White space and >>

Discussion in 'C++' started by Grumble, Nov 13, 2003.

  1. Grumble

    Grumble Guest

    Hello all,

    [ Disclaimer: I am a complete C++ newbie ]

    I want to read lines from a text file, where each line has the
    following syntax:

    token1:token2:token3

    There could be white space between tokens and ':'
    There could be white space before token1 or after token3.

    Because I will need to access every line several times, later in my
    program, I first store every line in a string vector:

    // Do you guys put the & near the type or near the parameter name?
    static void read_lines(vector<string> &v)
    {
    ifstream ifs(INFILE); // input file stream

    if (ifs == NULL)
    {
    cerr << "Unable to open input file " << INFILE << ".\n";
    exit(-1);
    }

    string line;

    while (getline(ifs, line))
    {
    // Ignore empty lines and comments.
    if (line.empty() || line[0]==HASH) continue;

    v.push_back(line);
    }
    }

    Does that part look OK?

    Later on, when I am dealing with a specific line, I create a
    stringstream object so I can use the >> operator.

    Ideally, I would simply write:

    {
    istringstream myss(mystring);
    string token1, token2, token3;

    myss >> token1;
    myss >> token2;
    myss >> token3;
    }

    But this doesn't work because ':' is not treated as white space.
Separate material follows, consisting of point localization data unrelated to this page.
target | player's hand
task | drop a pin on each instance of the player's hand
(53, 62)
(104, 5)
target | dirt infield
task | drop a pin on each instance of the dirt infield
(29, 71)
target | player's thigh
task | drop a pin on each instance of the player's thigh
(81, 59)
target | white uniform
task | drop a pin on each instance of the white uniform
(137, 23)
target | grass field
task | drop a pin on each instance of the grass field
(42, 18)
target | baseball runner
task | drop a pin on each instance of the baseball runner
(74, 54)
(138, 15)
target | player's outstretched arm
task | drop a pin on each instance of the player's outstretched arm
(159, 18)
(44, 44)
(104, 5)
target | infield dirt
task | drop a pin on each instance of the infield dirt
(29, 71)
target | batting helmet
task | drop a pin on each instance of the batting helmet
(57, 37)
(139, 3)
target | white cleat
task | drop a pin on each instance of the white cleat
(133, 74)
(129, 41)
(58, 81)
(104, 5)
Is
    there a simple solution?

    Is my approach completely wrong?

    Nudge
    Grumble, Nov 13, 2003
    #1
    1. Advertising

  2. Grumble

    Grumble Guest

    Grumble wrote:
    > Hello all,
    >
    > [ Disclaimer: I am a complete C++ newbie ]
    >
    > I want to read lines from a text file, where each line has the following
    > syntax:
    >
    > token1:token2:token3
    >
    > There could be white space between tokens and ':'
    > There could be white space before token1 or after token3.
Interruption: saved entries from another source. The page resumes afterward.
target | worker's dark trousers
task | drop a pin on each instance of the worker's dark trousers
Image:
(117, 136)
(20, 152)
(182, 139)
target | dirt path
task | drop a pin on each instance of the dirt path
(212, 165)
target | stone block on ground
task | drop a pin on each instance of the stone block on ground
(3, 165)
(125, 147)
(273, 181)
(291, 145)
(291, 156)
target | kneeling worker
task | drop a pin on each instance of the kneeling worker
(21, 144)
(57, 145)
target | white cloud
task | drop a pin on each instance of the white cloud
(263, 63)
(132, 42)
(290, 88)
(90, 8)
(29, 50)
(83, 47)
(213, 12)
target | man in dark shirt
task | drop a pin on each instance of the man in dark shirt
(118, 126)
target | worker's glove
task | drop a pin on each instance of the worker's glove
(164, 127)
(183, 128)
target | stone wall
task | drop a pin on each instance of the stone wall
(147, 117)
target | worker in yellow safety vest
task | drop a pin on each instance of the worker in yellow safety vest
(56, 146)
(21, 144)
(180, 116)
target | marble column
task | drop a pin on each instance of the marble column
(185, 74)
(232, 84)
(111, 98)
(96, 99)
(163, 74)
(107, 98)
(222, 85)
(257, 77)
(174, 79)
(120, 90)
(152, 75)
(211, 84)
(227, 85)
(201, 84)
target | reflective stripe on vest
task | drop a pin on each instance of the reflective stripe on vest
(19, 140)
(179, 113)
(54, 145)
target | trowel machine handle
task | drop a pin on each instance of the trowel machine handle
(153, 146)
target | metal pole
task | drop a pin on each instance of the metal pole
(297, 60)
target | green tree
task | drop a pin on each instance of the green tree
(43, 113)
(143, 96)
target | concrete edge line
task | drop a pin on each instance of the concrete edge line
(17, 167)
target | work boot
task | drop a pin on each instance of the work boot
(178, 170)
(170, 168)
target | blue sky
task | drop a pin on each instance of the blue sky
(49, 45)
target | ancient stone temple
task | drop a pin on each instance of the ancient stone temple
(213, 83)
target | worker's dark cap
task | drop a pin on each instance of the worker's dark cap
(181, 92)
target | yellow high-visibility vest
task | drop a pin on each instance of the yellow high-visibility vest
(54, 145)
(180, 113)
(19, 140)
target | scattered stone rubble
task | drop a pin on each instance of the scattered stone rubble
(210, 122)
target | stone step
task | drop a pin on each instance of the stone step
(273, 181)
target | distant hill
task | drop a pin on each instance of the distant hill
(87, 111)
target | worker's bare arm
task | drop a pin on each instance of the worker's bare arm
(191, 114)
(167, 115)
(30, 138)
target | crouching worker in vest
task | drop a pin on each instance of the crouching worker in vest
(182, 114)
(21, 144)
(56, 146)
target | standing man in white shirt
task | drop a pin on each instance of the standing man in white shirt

    I forgot to mention that it is valid for token1 to be empty, but it
    is not valid for token2 and token3 to be empty.

    I see a problem. Consider

    : t2 : t3

    myss >> token1;
    myss >> token2;
    myss >> token3;

    If the >> operator considers ':' to be white space, then I will end
    up with token1 = "t2" which is not what I want...

    On the other hand, consider

    t1:t2:t3

    If ':' is not treated as white space, or perhaps some kind of
    special delimiter, then I will end up with token1="t1:t2:t3" which
    is wrong too...

    Errr, how can I get the "ignore white space" behavior, along with
    the "split at the delimiter" behavior together?

    Nudge
    Grumble, Nov 13, 2003
    #2
    1. Advertising

  3. Grumble wrote:
    >
    > If ':' is not treated as white space, or perhaps some kind of
    > special delimiter, then I will end up with token1="t1:t2:t3" which
    > is wrong too...
    >
    > Errr, how can I get the "ignore white space" behavior, along with
    > the "split at the delimiter" behavior together?


    I think you are barking up the wrong tree.

    Take your string.

    Locate the 2 ':' characters.

    Split the string into 3 seperate strings using the ':' positions
    you have determined earlier.

    You now have 3 strings, each one containing maybe some
    leading whitespace, the token, maybe some trailing whitespace.

    Get rid of leading and trailing whitespace in each string
    and you are left with the tokens alone.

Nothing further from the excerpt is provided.